The greatest barriers to estimating the output of higher education derive from the fact that most institutions are multi-product firms.2 Large research universities produce undergraduate, professional and graduate degrees, research (including patents and pharmaceutical development), medical care, public service activities (especially at land grant universities), entertainment (such as cultural and athletic events), and other goods and services from a vector of capital, labor, and other inputs. Community colleges produce remedial education, degree, and certificate programs designed for graduates entering directly into careers, academic degree programs that create opportunities for transfer to four-year institutions, and programs designed to meet the needs of the local labor market and specific employers. It is admittedly extremely difficult to develop accounting structures that capture the full value of these outputs which accrue to both private and public entities.3

Firms and sectors in other areas of the economy produce multiple goods and services as well. An automobile manufacturer, for example, may produce cars, trucks, and airplane parts; a bank may offer loans as well as an automatic teller machine, checking accounts, and a range of other services. While it can be difficult to specify a functional form that represents the technological input-output relationships that exists for multi-product producers, it has been done (Christensen, Jorgensen, and Lau, 1973; Diewert, 1971). The range and nature of outputs produced by higher education, however, makes such estimation much more complex than for most other industries.

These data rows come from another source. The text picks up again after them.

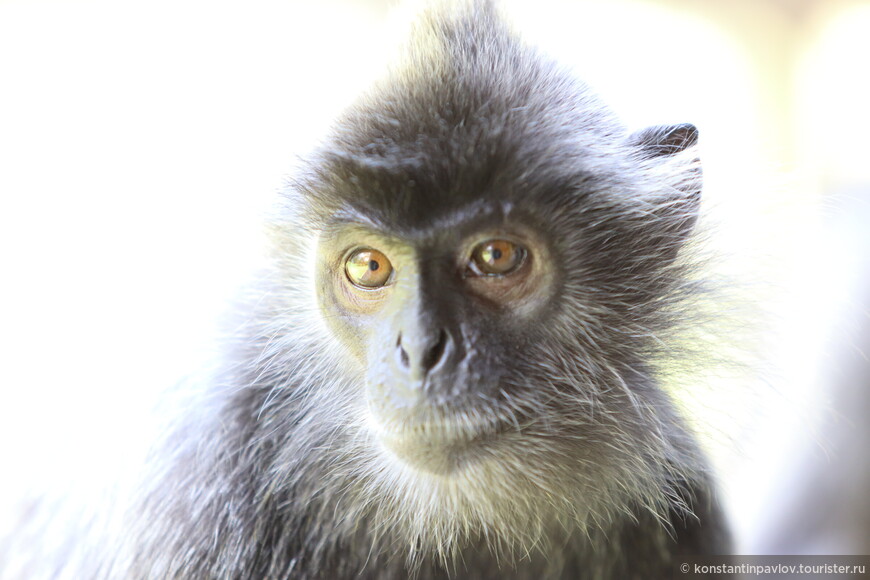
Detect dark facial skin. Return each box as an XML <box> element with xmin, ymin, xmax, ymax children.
<box><xmin>319</xmin><ymin>205</ymin><xmax>559</xmax><ymax>472</ymax></box>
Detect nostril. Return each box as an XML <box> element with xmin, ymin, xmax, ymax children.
<box><xmin>423</xmin><ymin>329</ymin><xmax>447</xmax><ymax>372</ymax></box>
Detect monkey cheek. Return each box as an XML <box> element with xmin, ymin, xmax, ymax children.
<box><xmin>366</xmin><ymin>382</ymin><xmax>498</xmax><ymax>476</ymax></box>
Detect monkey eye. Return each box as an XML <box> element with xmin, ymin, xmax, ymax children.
<box><xmin>344</xmin><ymin>249</ymin><xmax>393</xmax><ymax>289</ymax></box>
<box><xmin>468</xmin><ymin>240</ymin><xmax>526</xmax><ymax>276</ymax></box>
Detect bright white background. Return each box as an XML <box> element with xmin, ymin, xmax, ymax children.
<box><xmin>0</xmin><ymin>0</ymin><xmax>870</xmax><ymax>550</ymax></box>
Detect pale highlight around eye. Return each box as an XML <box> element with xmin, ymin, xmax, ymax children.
<box><xmin>344</xmin><ymin>249</ymin><xmax>393</xmax><ymax>289</ymax></box>
<box><xmin>469</xmin><ymin>240</ymin><xmax>526</xmax><ymax>276</ymax></box>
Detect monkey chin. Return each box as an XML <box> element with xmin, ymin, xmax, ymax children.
<box><xmin>369</xmin><ymin>413</ymin><xmax>505</xmax><ymax>477</ymax></box>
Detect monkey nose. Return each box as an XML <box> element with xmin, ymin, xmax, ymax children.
<box><xmin>396</xmin><ymin>328</ymin><xmax>453</xmax><ymax>380</ymax></box>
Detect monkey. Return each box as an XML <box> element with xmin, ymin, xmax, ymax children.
<box><xmin>13</xmin><ymin>1</ymin><xmax>731</xmax><ymax>580</ymax></box>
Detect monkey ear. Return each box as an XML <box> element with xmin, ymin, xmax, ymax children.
<box><xmin>629</xmin><ymin>123</ymin><xmax>698</xmax><ymax>159</ymax></box>
<box><xmin>629</xmin><ymin>123</ymin><xmax>702</xmax><ymax>259</ymax></box>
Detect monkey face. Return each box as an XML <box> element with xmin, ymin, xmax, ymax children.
<box><xmin>318</xmin><ymin>204</ymin><xmax>559</xmax><ymax>473</ymax></box>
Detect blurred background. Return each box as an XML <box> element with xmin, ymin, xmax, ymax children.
<box><xmin>0</xmin><ymin>0</ymin><xmax>870</xmax><ymax>554</ymax></box>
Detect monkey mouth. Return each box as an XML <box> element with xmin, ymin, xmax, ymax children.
<box><xmin>369</xmin><ymin>413</ymin><xmax>509</xmax><ymax>475</ymax></box>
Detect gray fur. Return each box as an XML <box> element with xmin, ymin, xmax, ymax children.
<box><xmin>39</xmin><ymin>3</ymin><xmax>729</xmax><ymax>579</ymax></box>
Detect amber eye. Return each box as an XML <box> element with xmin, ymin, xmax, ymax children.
<box><xmin>344</xmin><ymin>249</ymin><xmax>393</xmax><ymax>288</ymax></box>
<box><xmin>469</xmin><ymin>240</ymin><xmax>526</xmax><ymax>276</ymax></box>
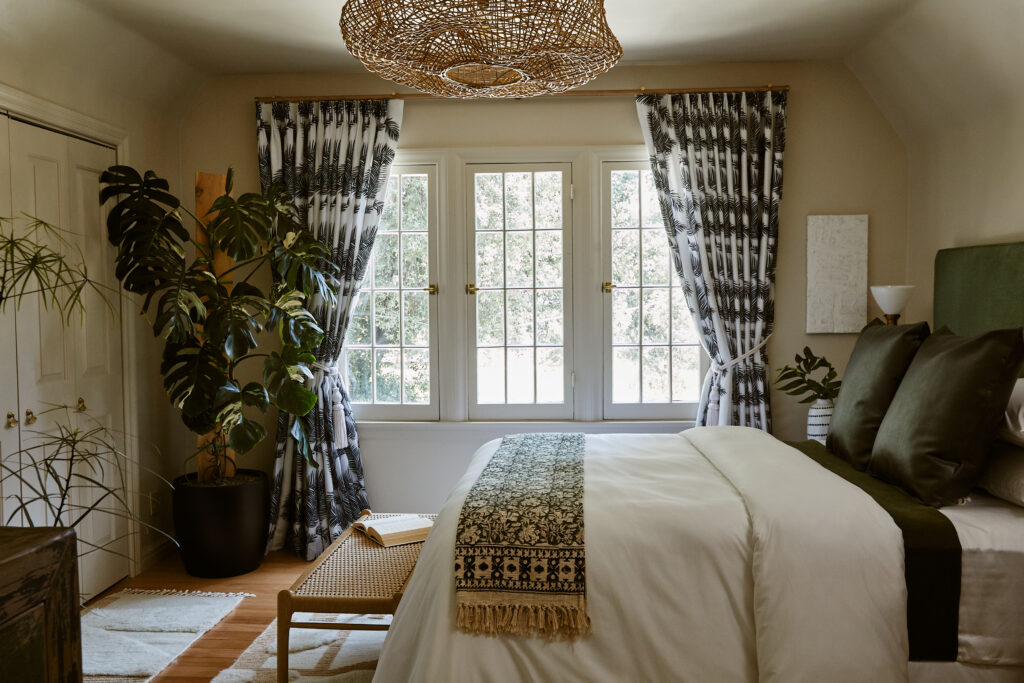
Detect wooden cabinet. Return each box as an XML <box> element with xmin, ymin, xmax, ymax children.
<box><xmin>0</xmin><ymin>528</ymin><xmax>82</xmax><ymax>683</ymax></box>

Though the panel’s recommendations in Chapters 5 and 6 focus on improving measurement of instructional inputs and outputs, research, and other scholarly and creative activities should be acknowledged in a comprehensive accounting because they are part of the joint product generated by universities. Among the difficult analytical problems created by joint production are how to separate research and development (R&D) production costs from degree production costs; how to compare the relative value of research and degree output; and how to assign faculty and staff time inputs into each (which raises the problem of separating different kinds of research, whether done at a faculty member’s initiative or with outside sponsorship). Judgments must be made in the process of separat-


2Triplett (2009:9) writes:

Measuring medical care output is difficult. Measuring the output of education is really hard.… The fundamental difficulty in education has little to do with test scores, class sizes and similar attributes that have figured so intensively in the discussion so far, though those measurement problems deserve the attention they are getting. More crucially, the output of educational establishments is difficult to measure because they are multi-product firms. They do not produce only education, they produce other things as well.

3McPherson and Shulenburger (2010) provide an excellent description of the multi-product nature of higher education institutions, plus a sensible first attempt to separate these into educational and other components. On the regional impact of universities, see Lester (2005).